Oy Vey
May 30, 2008
O Best Beloveds, test results are back and in Dr. W’s word, things are “worse.” Well, wait, let’s start with good news; there is no cancer in my brain or lungs. This has to count for something. There is, however, cancer again in my liver, three spots of particular note, including one that is about 2 by 2 centimeters, or about an inch in diameter, which wins for the biggest lesion thus far.
But it’s only in my liver, right? I asked, ever hopeful. No, no, there’s plenty of cancer in my bones as well, specifically, skull, back, lower back, a femur, sternum and most notably, in my right hip, a spot big enough to be “at risk for breakage.” Oh, now, cut that out! I said. I don’t have a lick of pain, even when I walk and walk and walk, so how can this be? Dr. W. thinks the right hip warning is the test reader “covering their ass,” but even so, he’s ordering an MIR to make sure everything’s sufficiently solid. If it’s not, then I get radiation there to help it heal. This is really dismaying; radiation on my right hip means radiation hitting my abdomen and, remember, long time Maladies readers, how fun radiation to my chest was? (No, really, it was fun. There were no side effects at all apart from a little reddening of the skin. I loved radiation.) Well, that party ends as soon as those rays are directed at organs with digestive functions.
But that’s borrowing trouble, and goodness knows, we’ve got enough trouble as it is. It’s unclear if the rest of the bone activity is similar to how it was a year or so ago–so small that it was like salt and pepper dusting–but the point is that there is more and new involvement in both bone and liver.
So, chemo. The good news–finally! Glass half full! I knew if I looked hard enough it would appear thusly!!–is that he’s going with the Navilbene, which to my mind is the good chemo, because there is no nausea or any other side effect, really. I mean, if you are going to have chemo, that’s the way to do it. He did hedge his bet on hair loss, allowing as how there may be some thinning. That’s better than total hair loss, but then again, I’m already vanity-knocking thin on top. Maybe the chemo will only target the follicles that are already empty and just give up rather than trying to take down any others? I know, I’m reaching here, but a scantily haired girl can hope. Navilbene is once a week, IV-delivered (through my blessed blessed port, that is), two out of three weeks, which means we are back to the whole schedule juggling if Steve and I want to go out of town, and also means that after German most Fridays I have to go have chemo, which does seem like insult to injury, if you ask me. There is a chance that this plan could change; Dr. W’s boss/partner is at that big cancer research convention in Chicago right now, and could come back with a whole brand new nifty treatment for us to try, which is why we aren’t doing anything until next Friday, since he won’t be back until mid-week. This gives the docs a chance to discuss this case and see what else they can cook up. But why the relatively mild chemo, under the circumstances? Because Dr. W. doesn’t treat off the amount of cancer, but rather off what the cancer is doing. And not only am I asymptomatic (no pain or any other distress), but also my liver enzymes are normal which means my liver is functioning normally and has not been adversely affected by this.

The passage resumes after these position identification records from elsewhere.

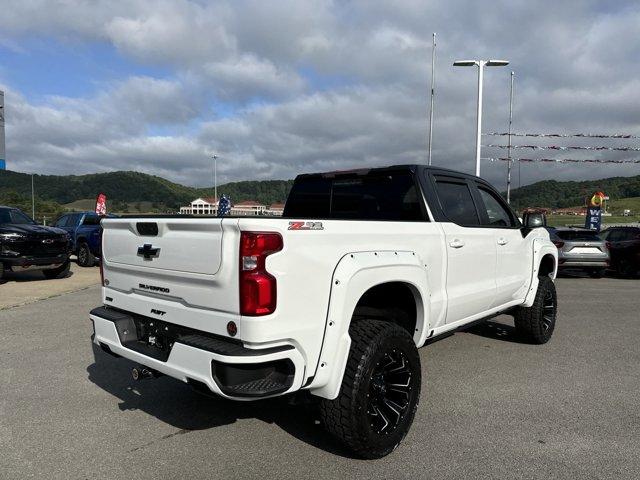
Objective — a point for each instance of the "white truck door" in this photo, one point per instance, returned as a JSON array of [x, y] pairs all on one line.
[[514, 253], [471, 252]]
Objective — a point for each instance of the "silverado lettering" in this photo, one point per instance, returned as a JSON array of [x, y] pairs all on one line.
[[153, 288]]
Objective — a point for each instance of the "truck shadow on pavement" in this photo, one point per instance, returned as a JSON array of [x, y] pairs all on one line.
[[32, 276], [494, 330], [178, 405]]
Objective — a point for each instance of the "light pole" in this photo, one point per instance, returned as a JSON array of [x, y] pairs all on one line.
[[433, 85], [33, 200], [215, 181], [509, 162], [480, 64]]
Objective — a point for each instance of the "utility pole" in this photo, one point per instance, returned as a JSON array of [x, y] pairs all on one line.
[[215, 181], [480, 64], [433, 86], [33, 200], [509, 161]]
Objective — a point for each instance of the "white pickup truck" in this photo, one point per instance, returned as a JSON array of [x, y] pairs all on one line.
[[334, 298]]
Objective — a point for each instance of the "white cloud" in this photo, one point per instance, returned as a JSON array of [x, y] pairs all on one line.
[[316, 85]]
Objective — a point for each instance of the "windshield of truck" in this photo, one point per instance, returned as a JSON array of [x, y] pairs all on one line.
[[374, 196], [14, 217], [578, 235]]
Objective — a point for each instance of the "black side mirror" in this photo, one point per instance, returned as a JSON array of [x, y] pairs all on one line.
[[534, 220]]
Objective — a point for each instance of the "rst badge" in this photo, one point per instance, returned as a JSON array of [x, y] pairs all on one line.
[[305, 226]]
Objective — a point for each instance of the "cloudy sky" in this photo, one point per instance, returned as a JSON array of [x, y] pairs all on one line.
[[276, 88]]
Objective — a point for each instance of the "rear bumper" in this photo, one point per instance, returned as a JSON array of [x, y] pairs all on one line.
[[583, 262], [226, 367], [26, 261]]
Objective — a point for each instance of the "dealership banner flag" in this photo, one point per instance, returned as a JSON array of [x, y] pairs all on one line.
[[101, 204], [594, 218]]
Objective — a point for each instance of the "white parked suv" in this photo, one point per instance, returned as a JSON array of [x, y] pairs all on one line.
[[333, 299]]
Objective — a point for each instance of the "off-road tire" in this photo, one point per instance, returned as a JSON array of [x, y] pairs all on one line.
[[60, 272], [85, 257], [535, 324], [348, 417], [625, 268]]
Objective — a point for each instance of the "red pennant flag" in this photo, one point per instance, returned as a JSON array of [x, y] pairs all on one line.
[[101, 204]]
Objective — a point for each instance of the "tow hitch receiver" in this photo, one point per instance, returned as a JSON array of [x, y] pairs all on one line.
[[140, 372]]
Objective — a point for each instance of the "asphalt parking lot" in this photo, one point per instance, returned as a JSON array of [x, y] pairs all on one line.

Also, I’ve had quite a bit of chemo–you think?–and so he doesn’t want to pull out of the big guns until they are absolutely called for.
And how long? Nine to twelve months. Great. And then, assuming that the amount of cancer is considerably reduced, I either get less chemo with longer stretches in between, or he puts me on a different oral chemo, or he tries another hormone therapy.
Believe it or not, I’m not flipped out about this. It probably has to do with my own particular attitude towards life, which is that I prefer definition, decision and knowledge to limbo and liminal states. The news is really not good, but it could be worse, and at least we know and have a plan. I doubt I will feel quite so jolly after a few months of chemo (unless it really isn’t much of anything, which is a distinct possibility), but there’s plenty of time for whining then. Meanwhile, I went off the Wellbutrin a couple of days ago because it seemed to be causing more anxiety than it was curing, and am about to try Celexa, so ideally I will have some little helpers to keep my mood sunny.
Besides: “Look,” I said to Dr. W. “Fay, Nichole and I have a date to get our PhD’s together in May, 2010. Or 2011. Whenever. The point is, I’m booked. So fix this.” “We are going to fix it,” he said, calmly. Good enough.